Niet in geschil dat binnen vijf jaar na de datum van beëindiging van de arbeidsongeschiktheidsuitkering sprake is van toegenomen medische beperkingen die voortkomen uit dezelfde ziekteoorzaak op grond waarvan appellant eerder recht had op een WGA-uitkering. In geschil is de vraag of het Uwv terecht heeft vastgesteld dat voor appellant pas met ingang van 1 mei 2019 recht op een uitkering op grond van de Wet WIA is ontstaan, omdat per die datum sprake is van toegenomen beperkingen uit dezelfde ziekteoorzaak. Volgens appellant is het recht op uitkering eerder ontstaan, namelijk op 6 januari 2019.
4.9.
Het oordeel van de rechtbank dat het Uwv met juistheid heeft gesteld dat pas met ingang van 1 mei 2019 recht op een uitkering op grond van de Wet WIA is ontstaan wordt, gelet op wat is overwogen in 4.3 en 4.4, onderschreven. De beperkingen van appellant zijn dus niet eerder dan op 1 mei 2019 verslechterd. Het hoger beroep tegen aangevallen uitspraak 2 slaagt niet. Aangevallen uitspraak 2 zal worden bevestigd.

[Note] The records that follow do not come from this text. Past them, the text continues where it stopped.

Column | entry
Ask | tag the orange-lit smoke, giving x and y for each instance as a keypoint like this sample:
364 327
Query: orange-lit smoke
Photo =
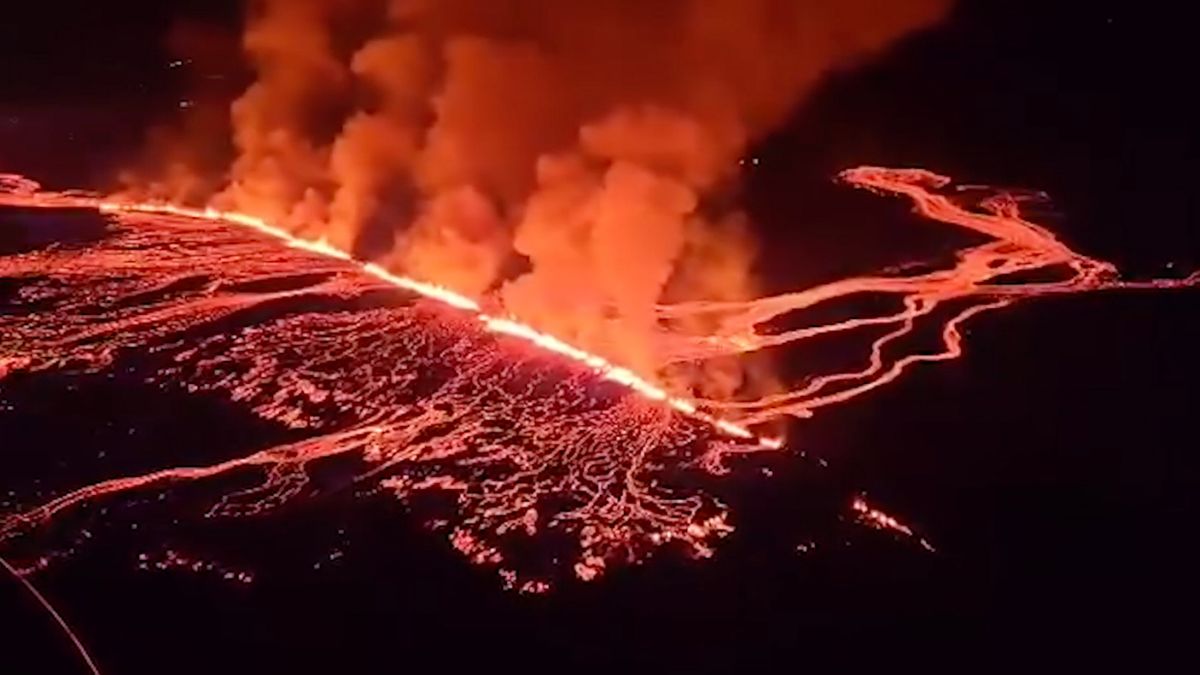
556 155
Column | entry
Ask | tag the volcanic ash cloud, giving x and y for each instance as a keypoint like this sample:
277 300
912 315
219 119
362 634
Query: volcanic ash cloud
563 157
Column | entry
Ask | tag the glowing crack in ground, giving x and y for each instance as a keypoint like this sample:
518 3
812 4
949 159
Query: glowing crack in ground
531 437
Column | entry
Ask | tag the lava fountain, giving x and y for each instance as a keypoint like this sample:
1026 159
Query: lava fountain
532 438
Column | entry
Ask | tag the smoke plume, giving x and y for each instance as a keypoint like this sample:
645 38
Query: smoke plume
562 157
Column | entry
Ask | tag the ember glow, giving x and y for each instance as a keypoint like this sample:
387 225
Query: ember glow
442 396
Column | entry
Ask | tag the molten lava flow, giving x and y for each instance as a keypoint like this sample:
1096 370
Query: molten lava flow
983 279
532 437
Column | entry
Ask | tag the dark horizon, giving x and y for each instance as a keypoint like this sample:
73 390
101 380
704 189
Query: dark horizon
1053 467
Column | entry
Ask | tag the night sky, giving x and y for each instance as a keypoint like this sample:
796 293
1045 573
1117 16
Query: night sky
1055 465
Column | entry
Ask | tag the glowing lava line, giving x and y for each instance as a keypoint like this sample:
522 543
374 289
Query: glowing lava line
54 614
505 326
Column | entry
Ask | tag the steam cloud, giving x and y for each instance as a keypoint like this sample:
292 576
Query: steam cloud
563 157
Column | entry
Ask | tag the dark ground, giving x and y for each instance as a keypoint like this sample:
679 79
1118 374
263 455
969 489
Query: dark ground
1054 466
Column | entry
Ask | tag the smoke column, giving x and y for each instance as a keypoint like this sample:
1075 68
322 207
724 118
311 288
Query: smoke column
562 159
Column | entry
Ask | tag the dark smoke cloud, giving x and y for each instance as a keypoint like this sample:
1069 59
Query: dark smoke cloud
453 137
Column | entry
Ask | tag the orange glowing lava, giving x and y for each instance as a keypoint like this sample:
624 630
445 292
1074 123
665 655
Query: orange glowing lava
529 436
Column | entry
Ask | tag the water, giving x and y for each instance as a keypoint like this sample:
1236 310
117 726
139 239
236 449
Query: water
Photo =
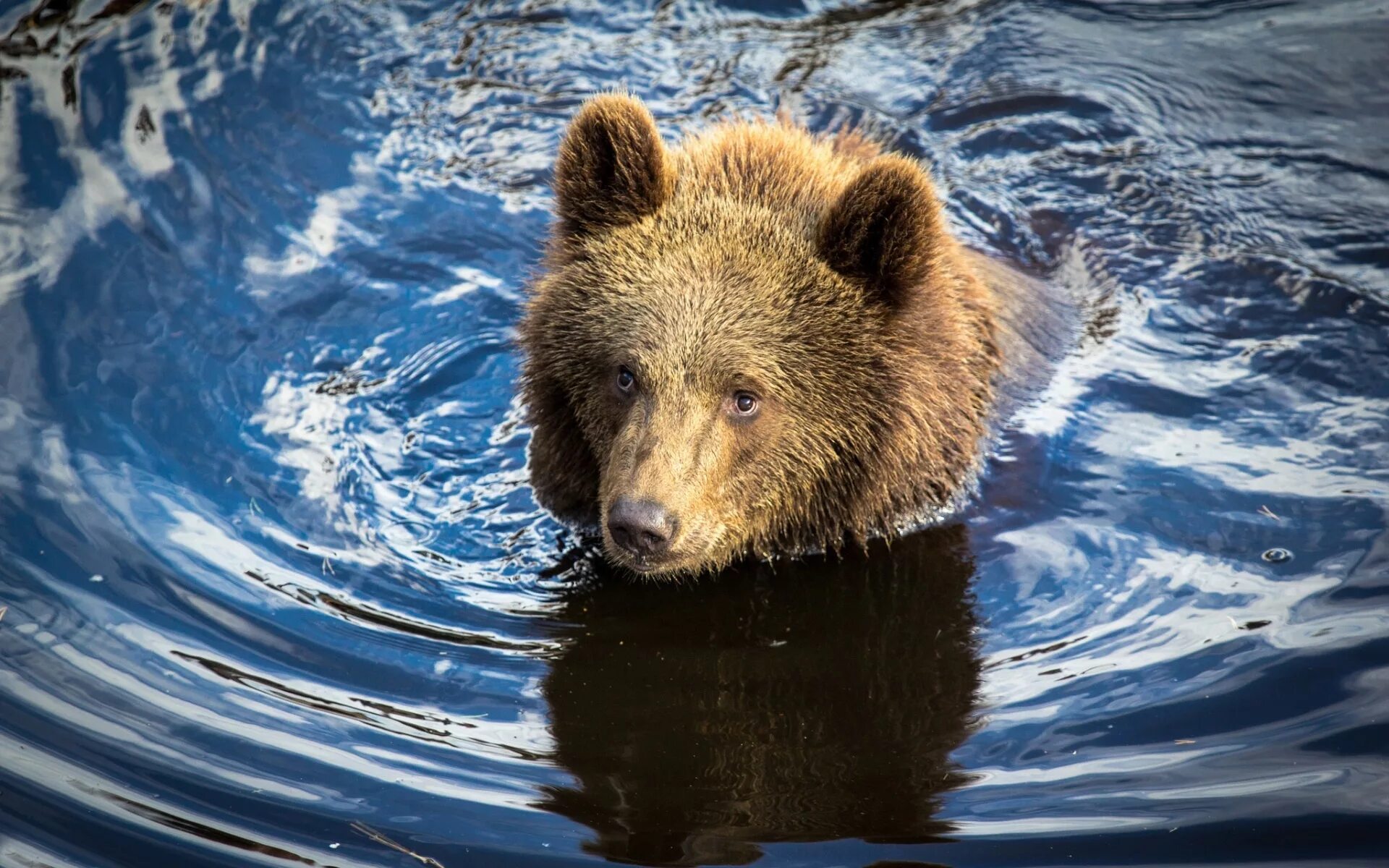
276 590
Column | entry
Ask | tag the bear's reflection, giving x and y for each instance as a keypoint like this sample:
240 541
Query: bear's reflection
803 700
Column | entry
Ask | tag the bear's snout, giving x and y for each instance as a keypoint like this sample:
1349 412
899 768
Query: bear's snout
642 528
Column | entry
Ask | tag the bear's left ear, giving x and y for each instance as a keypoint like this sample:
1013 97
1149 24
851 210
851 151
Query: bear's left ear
613 169
885 229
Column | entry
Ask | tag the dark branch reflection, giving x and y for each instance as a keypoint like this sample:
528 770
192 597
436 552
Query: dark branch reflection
802 702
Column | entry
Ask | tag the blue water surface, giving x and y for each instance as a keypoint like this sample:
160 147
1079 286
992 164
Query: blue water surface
274 590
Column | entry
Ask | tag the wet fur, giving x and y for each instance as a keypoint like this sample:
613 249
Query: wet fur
816 268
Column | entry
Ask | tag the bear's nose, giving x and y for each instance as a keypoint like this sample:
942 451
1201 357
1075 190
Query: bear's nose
641 527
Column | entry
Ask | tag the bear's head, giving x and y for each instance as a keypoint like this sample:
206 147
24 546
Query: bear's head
718 350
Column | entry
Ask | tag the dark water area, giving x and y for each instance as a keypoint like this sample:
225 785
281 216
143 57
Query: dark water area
276 590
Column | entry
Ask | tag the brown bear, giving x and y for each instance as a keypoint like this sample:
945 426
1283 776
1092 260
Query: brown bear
760 341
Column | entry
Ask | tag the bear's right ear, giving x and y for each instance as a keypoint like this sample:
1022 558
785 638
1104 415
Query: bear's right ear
885 229
613 169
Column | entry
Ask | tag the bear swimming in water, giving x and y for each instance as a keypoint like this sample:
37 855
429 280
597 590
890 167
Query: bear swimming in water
757 341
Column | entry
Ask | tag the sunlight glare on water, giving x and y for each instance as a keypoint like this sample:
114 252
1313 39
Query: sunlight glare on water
274 588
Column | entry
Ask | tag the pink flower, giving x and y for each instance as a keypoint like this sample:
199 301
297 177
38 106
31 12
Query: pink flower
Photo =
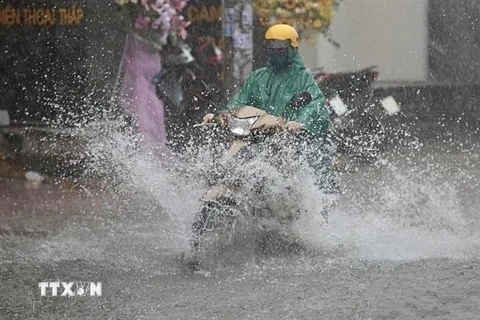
141 23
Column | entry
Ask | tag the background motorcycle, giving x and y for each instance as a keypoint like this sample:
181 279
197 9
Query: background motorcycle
188 88
357 115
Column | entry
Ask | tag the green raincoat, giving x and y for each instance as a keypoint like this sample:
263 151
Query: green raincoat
271 90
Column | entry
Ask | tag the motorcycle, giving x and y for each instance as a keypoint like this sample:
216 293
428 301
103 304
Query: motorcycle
229 202
185 85
358 117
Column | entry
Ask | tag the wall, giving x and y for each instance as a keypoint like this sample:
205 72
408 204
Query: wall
391 34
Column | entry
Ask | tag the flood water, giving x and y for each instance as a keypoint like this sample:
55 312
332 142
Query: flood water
402 243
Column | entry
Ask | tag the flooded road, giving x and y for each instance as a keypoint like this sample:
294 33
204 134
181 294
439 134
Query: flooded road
402 243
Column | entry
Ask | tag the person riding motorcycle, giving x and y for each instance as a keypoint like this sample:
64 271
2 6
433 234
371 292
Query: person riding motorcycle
271 88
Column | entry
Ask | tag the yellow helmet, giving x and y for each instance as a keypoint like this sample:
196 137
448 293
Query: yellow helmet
283 32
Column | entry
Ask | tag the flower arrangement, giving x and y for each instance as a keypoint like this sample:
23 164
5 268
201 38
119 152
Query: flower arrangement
304 15
155 21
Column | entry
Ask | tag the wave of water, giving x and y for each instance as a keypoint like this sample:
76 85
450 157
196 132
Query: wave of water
406 207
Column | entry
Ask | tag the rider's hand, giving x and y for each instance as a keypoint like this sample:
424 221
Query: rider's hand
294 126
208 118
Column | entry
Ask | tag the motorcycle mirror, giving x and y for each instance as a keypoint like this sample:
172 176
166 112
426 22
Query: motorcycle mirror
300 99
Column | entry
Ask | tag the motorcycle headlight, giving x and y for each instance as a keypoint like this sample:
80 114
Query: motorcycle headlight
241 127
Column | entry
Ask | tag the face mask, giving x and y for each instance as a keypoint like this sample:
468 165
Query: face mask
279 60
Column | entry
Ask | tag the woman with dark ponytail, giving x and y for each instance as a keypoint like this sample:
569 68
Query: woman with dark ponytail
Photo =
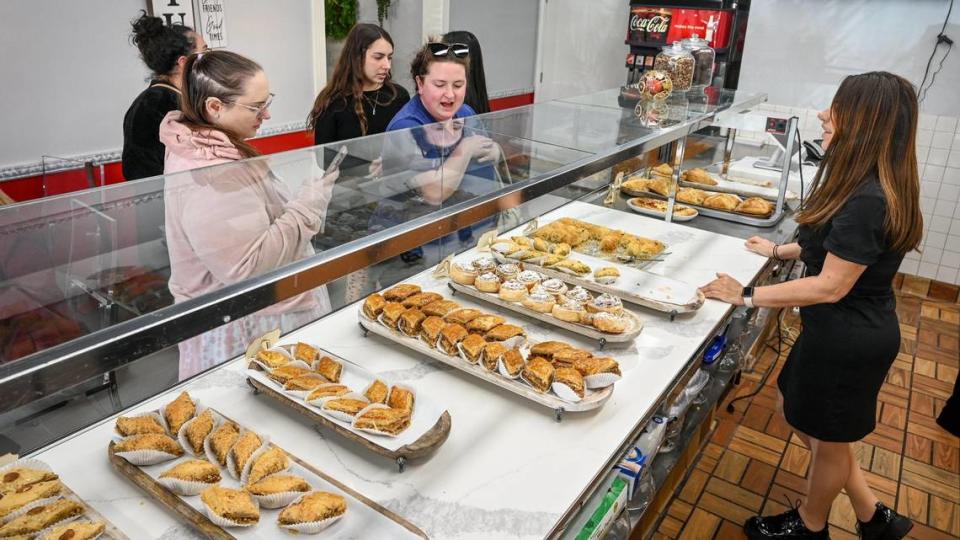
164 49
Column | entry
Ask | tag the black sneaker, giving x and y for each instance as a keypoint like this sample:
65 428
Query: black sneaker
884 525
788 525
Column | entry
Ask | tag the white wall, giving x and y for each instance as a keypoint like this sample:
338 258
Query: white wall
798 52
70 72
581 47
507 31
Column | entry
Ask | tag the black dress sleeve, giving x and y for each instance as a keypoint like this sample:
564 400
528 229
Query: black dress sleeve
857 232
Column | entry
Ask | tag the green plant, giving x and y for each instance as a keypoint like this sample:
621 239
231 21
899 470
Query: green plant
340 16
382 7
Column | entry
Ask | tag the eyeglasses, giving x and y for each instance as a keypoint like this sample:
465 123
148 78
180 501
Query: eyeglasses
459 50
259 110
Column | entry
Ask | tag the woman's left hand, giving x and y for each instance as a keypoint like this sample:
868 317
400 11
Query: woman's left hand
725 289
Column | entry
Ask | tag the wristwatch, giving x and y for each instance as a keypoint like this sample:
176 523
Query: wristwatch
747 295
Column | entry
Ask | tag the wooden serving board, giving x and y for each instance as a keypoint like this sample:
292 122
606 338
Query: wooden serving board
202 524
592 399
634 324
425 445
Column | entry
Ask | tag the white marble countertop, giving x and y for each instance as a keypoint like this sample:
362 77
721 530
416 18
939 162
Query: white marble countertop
507 470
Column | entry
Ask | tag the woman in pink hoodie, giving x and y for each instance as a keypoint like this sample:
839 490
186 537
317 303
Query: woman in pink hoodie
234 220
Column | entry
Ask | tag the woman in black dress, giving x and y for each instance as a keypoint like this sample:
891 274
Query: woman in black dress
360 98
861 218
164 49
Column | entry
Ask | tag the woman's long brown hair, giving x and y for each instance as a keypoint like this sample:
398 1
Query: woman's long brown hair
220 74
347 79
874 119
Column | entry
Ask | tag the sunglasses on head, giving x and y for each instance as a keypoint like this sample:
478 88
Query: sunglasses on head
459 50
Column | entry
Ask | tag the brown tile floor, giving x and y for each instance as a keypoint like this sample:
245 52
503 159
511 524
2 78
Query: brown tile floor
753 462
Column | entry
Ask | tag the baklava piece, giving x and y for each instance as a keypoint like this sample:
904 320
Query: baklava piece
231 504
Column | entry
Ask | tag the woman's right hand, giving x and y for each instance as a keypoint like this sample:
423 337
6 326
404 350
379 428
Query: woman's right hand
760 245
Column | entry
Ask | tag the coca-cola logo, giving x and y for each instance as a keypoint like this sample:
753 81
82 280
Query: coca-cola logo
656 23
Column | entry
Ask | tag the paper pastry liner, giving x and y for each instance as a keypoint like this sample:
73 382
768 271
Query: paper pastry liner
186 488
465 357
312 527
374 431
340 415
245 475
232 464
600 380
564 392
280 350
221 521
26 508
182 434
318 402
155 414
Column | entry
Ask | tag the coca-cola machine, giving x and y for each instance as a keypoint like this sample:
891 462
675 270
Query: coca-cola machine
652 25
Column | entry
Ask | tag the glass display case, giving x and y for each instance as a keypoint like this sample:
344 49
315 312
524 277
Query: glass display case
116 295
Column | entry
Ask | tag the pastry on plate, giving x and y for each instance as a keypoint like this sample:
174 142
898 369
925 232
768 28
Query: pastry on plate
568 357
755 206
462 316
248 443
450 336
392 421
401 399
472 347
377 392
398 293
484 323
439 308
420 299
492 352
149 441
284 373
312 507
504 332
722 201
373 306
272 359
75 530
691 196
609 323
232 504
570 377
512 291
391 314
330 369
18 477
272 461
222 439
178 411
194 470
278 483
345 405
198 429
540 301
305 352
487 282
410 322
512 362
569 311
13 501
40 517
305 382
327 390
539 373
463 272
134 425
698 176
430 330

5. Voor een veroordeling in de proceskosten bestaat geen aanleiding.

BESLISSING

De Centrale Raad van Beroep bevestigt de aangevallen uitspraken.
Deze uitspraak is gedaan door S. Wijna, in tegenwoordigheid van L.R. Kokhuis als griffier. De beslissing is uitgesproken in het openbaar op 8 februari 2023.